Despite his illness and retirement, Bedell remained active in the political sphere as a lobbyist. Perhaps his most notable accomplishment was the formation of the OAM. With an initial budget of $2 million in 1992, the OAM funded research on complementary and alternative medicine, including clinical trials, and also promoted and funded training, outreach, and career development in these areas. In 1998, the office was elevated to a center with an increased budget, then called the National Center for Complementary and Alternative Medicine; the name was changed to NCCIH in 2014. For the fiscal year 2020, NCCIH was granted $151.9 million to continue and expand its work.

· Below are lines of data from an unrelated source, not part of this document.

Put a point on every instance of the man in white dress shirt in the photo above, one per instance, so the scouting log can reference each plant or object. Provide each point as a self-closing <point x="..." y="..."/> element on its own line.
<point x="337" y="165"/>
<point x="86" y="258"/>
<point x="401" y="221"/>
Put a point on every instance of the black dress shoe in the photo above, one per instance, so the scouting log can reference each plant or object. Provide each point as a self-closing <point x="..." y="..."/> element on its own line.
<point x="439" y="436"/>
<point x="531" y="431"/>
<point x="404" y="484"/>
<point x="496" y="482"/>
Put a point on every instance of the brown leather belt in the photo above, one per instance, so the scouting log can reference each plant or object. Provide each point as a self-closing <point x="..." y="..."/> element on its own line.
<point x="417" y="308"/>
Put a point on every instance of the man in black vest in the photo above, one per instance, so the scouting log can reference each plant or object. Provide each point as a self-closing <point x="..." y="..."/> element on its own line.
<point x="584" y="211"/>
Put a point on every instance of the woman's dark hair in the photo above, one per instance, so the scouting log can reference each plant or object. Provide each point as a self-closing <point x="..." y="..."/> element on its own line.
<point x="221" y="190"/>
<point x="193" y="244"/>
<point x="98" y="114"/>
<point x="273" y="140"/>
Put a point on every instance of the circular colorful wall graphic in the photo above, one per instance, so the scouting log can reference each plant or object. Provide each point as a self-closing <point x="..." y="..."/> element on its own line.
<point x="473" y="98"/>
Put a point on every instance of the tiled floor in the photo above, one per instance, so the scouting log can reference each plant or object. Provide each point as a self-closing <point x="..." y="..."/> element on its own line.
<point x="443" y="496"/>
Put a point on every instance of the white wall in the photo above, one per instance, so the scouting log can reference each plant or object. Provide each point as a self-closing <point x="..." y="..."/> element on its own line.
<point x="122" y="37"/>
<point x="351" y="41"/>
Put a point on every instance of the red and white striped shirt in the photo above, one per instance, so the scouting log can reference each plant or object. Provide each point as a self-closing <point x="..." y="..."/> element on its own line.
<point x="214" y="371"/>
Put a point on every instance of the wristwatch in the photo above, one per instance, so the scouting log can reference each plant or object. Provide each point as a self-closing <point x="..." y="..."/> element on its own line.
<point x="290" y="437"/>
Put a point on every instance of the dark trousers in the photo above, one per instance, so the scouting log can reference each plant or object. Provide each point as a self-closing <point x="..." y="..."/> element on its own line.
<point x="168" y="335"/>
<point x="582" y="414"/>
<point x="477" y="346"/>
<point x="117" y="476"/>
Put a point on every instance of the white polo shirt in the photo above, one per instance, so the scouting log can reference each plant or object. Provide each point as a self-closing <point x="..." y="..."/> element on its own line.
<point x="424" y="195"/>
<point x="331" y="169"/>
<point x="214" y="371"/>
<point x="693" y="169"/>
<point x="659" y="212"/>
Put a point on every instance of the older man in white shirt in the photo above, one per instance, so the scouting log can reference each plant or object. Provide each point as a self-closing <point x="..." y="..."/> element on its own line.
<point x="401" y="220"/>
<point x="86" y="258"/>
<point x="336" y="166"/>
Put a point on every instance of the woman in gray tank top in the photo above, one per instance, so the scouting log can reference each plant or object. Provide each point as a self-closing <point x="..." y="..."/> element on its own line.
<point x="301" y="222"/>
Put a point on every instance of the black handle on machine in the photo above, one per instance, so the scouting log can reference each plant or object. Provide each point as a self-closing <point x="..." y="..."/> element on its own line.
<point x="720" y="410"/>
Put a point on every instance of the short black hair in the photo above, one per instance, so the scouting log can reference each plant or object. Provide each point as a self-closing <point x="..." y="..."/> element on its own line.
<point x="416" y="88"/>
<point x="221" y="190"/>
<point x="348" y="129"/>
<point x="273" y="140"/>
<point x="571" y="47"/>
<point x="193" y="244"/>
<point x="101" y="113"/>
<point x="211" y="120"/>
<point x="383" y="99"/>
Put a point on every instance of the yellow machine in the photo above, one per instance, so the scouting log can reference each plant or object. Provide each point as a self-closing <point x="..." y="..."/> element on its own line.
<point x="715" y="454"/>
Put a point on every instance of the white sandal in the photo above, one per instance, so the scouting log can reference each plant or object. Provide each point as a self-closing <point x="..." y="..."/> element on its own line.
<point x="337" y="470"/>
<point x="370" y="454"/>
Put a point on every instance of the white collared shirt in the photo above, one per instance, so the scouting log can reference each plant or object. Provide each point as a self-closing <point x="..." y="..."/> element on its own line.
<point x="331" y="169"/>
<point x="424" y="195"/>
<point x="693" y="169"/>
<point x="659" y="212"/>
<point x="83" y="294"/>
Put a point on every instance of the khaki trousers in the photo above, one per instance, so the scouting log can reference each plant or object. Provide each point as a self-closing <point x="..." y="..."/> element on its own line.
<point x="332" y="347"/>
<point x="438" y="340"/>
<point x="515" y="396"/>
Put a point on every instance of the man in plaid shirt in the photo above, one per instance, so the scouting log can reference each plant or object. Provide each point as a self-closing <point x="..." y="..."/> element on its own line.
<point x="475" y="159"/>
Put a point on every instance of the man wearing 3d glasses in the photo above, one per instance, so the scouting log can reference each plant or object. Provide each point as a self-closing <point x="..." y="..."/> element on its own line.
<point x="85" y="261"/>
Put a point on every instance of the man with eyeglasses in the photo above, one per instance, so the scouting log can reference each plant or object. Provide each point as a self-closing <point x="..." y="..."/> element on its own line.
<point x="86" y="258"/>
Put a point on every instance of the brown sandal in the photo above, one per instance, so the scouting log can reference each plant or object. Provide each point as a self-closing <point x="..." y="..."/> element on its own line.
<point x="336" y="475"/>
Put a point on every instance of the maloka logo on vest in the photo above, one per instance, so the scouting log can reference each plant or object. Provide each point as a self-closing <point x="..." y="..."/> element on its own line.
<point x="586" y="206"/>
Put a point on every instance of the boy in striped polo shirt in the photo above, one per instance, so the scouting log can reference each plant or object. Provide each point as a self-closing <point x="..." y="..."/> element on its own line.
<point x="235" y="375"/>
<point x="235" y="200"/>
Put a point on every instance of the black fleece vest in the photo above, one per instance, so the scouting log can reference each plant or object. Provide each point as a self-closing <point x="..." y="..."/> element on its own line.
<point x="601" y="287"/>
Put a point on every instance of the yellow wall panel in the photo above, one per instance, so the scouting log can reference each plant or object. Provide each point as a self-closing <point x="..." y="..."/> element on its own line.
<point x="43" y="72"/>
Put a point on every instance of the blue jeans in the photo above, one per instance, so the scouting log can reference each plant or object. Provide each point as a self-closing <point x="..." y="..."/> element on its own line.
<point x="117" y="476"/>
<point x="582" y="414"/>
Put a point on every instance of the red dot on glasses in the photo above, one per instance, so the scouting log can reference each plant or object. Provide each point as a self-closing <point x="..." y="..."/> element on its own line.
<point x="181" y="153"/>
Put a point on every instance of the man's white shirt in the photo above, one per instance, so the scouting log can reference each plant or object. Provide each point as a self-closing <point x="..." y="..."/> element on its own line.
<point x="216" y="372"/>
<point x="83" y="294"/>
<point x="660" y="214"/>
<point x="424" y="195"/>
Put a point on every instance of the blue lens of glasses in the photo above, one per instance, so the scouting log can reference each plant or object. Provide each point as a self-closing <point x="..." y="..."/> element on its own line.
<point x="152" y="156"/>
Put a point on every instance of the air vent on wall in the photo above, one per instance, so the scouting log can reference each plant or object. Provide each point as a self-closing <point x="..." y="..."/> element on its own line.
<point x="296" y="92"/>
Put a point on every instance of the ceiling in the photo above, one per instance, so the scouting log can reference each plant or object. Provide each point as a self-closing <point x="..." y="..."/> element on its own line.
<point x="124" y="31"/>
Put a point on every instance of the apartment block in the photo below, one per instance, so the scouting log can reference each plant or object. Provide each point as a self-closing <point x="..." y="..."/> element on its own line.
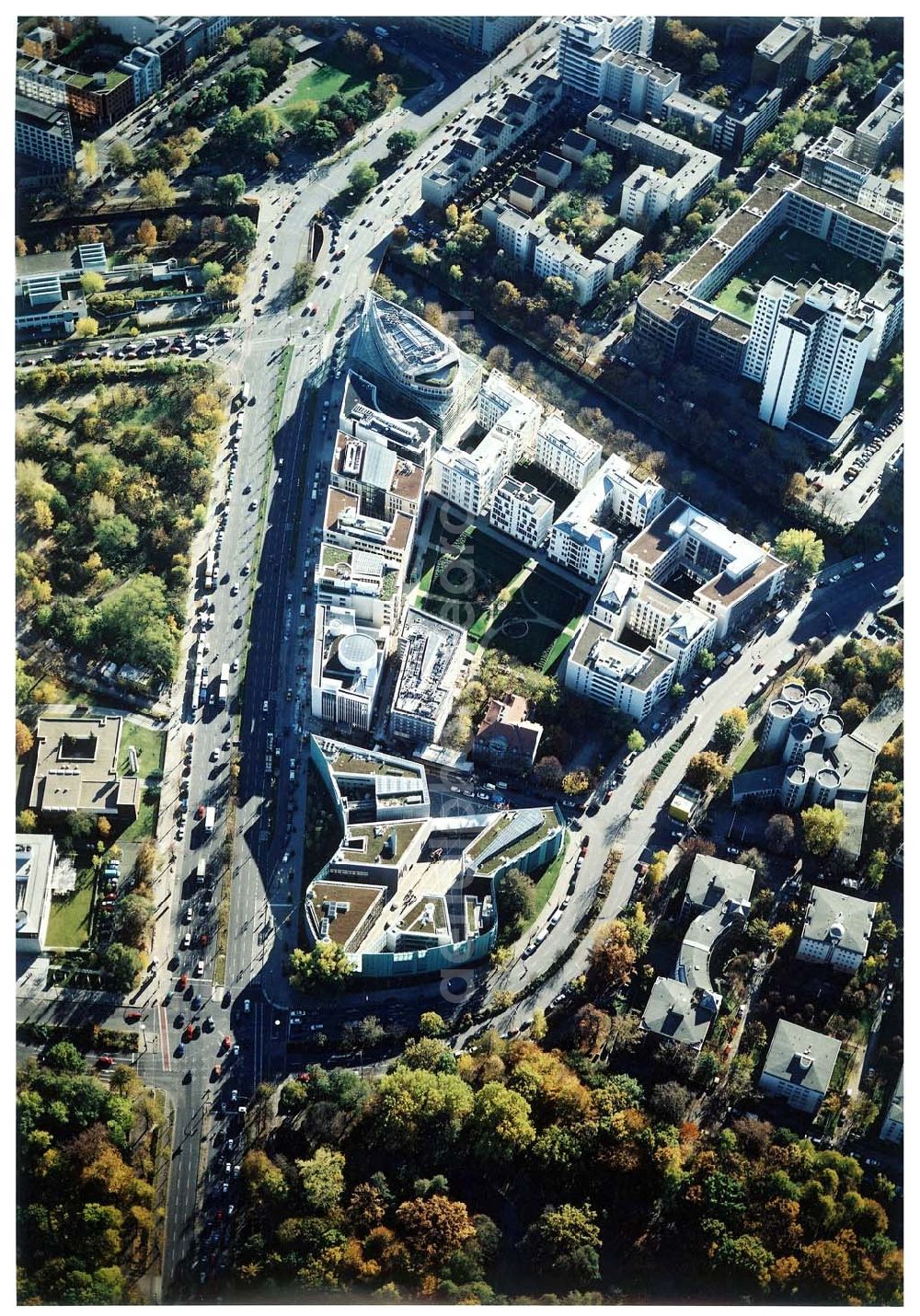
<point x="818" y="351"/>
<point x="582" y="548"/>
<point x="690" y="171"/>
<point x="345" y="673"/>
<point x="781" y="58"/>
<point x="831" y="164"/>
<point x="734" y="129"/>
<point x="145" y="69"/>
<point x="43" y="132"/>
<point x="836" y="929"/>
<point x="566" y="453"/>
<point x="431" y="660"/>
<point x="485" y="36"/>
<point x="470" y="479"/>
<point x="882" y="129"/>
<point x="522" y="511"/>
<point x="41" y="43"/>
<point x="737" y="574"/>
<point x="99" y="98"/>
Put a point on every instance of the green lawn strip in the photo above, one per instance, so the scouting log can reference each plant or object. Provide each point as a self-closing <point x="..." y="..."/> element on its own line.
<point x="302" y="471"/>
<point x="546" y="884"/>
<point x="69" y="920"/>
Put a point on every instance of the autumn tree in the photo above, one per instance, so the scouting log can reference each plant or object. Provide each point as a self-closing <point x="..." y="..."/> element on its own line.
<point x="156" y="190"/>
<point x="801" y="549"/>
<point x="705" y="770"/>
<point x="612" y="960"/>
<point x="433" y="1229"/>
<point x="730" y="729"/>
<point x="146" y="233"/>
<point x="24" y="738"/>
<point x="779" y="835"/>
<point x="822" y="829"/>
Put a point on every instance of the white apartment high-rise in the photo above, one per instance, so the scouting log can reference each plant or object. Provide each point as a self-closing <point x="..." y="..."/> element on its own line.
<point x="587" y="43"/>
<point x="818" y="352"/>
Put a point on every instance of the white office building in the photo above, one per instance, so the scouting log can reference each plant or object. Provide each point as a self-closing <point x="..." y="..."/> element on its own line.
<point x="45" y="133"/>
<point x="522" y="511"/>
<point x="348" y="660"/>
<point x="36" y="860"/>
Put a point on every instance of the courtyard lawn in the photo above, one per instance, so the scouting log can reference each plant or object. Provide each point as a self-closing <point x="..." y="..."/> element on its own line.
<point x="464" y="575"/>
<point x="792" y="256"/>
<point x="540" y="620"/>
<point x="323" y="82"/>
<point x="150" y="746"/>
<point x="69" y="918"/>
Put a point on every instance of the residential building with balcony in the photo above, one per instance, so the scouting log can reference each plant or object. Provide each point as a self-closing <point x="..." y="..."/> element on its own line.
<point x="522" y="511"/>
<point x="565" y="453"/>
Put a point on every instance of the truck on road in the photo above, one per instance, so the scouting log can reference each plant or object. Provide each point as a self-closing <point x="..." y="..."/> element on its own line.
<point x="224" y="687"/>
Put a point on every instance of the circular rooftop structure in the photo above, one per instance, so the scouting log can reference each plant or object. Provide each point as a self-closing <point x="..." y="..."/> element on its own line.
<point x="357" y="652"/>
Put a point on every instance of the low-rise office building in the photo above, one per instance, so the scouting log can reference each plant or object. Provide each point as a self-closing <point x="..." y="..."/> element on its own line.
<point x="358" y="579"/>
<point x="799" y="1067"/>
<point x="43" y="132"/>
<point x="409" y="360"/>
<point x="431" y="660"/>
<point x="78" y="768"/>
<point x="346" y="667"/>
<point x="36" y="860"/>
<point x="719" y="896"/>
<point x="836" y="930"/>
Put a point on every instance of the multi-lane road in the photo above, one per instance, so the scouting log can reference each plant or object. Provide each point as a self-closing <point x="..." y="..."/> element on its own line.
<point x="265" y="575"/>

Bedell served on the advisory board of the OAM and continued to support alternative medicine research by co-founding the National Foundation for Alternative and Integrative Medicine with his wife, Elinor Healy Bedell, in 1998. The organization later changed its name to the Foundation for Alternative and Integrative Medicine in 2009 to reflect its global reach and goals. Bedell hoped to identify and validate cost-effective traditional treatments, so that the greatest number of people around the world could enjoy good health and wellness.
Bedell continued his political activism until his death, campaigning for Democratic candidates and advocating for increased voter turnout among youth, ways to battle climate change, and reducing student loan debt. He was also active in many private endeavors, including his local church and school board, and as a Boy Scout troop leader. Additionally, he served as the president of the American Fishing Tackle Manufacturers Association and the Iowa Manufacturing Association (now called the Iowa Association of Business and Industry), and on the Board of Trustees of Morningside College, American University, and Claremont School of Theology. In 1998, Bedell and Elinor donated 80 acres of land to create the Elinor Bedell State Park in his hometown of Spirit Lake. He was inducted into the Iowa Business Hall of Fame in 2005 and the Bass Fishing Hall of Fame in 2018.
Berkley Bedell is survived by his children, Ken Bedell (Kathie) of Westminster, Colorado, Tom Bedell (Molly) of Bend, Oregon, and Joanne Quinn (Mike) of Loveland, Colorado; eight grandchildren; and 12 great grandchildren. He was preceded in death by Elinor, his wife of 73 years, who died in 2017; his brother, Jack Bedell; and his parents, Virginia and Walter Bedell. A memorial celebration is planned for July 2020 in Spirit Lake.